Python tools are Python functions that are decorated with the agentc.catalog.tool decorator. By default, the function's name (here, find_one_layover_flights and find_two_layover_flights) and the function's docstring (the triple-quoted string immediately under the function signature) are used to populate the decorator's name and description fields, though these can also be explicitly specified by using agentc.catalog.tool(name=..., description=...).

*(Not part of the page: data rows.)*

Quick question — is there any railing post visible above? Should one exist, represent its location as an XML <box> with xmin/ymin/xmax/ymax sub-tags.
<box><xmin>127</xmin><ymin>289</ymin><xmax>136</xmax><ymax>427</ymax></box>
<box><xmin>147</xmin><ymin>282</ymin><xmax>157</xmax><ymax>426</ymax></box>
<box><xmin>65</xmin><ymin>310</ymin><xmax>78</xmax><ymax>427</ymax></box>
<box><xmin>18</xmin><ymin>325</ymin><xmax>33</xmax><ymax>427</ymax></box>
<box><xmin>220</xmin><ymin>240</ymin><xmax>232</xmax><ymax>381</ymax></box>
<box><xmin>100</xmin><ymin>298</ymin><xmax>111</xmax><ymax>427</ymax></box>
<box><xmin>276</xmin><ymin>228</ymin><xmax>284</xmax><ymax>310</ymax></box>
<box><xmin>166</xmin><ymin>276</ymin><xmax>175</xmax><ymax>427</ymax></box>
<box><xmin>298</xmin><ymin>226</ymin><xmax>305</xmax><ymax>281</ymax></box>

The arguments of each function (source_airport and destination_airport) must be appropriately typed for the agent to correctly invoke the function. Similar to the find_direct_routes_between_airports tool, both fields are string-valued.

Note

In general, it is good practice to also attach return types for your functions (here, -> list[dict]) -- but this is not a strict requirement for our agent to invoke the function.

Using Agent Catalog¶

LLMs, and by extension agents, are very sensitive to their initial conditions (e.g., the prompt text, a tool's name, etc...). For agent developers like us, using a tried-and-true versioning system like Git is essential to adequately capturing these initial conditions for reproducibility down-the-line. If you have set the correct environment variables (or populated .env appropriately), all we need to do now is git add the prompts and tools we just authored and commit them with git commit. Behind the scenes, agentc index and agentc publish will run to index these tools and prompts to a local catalog file and to your Couchbase instance.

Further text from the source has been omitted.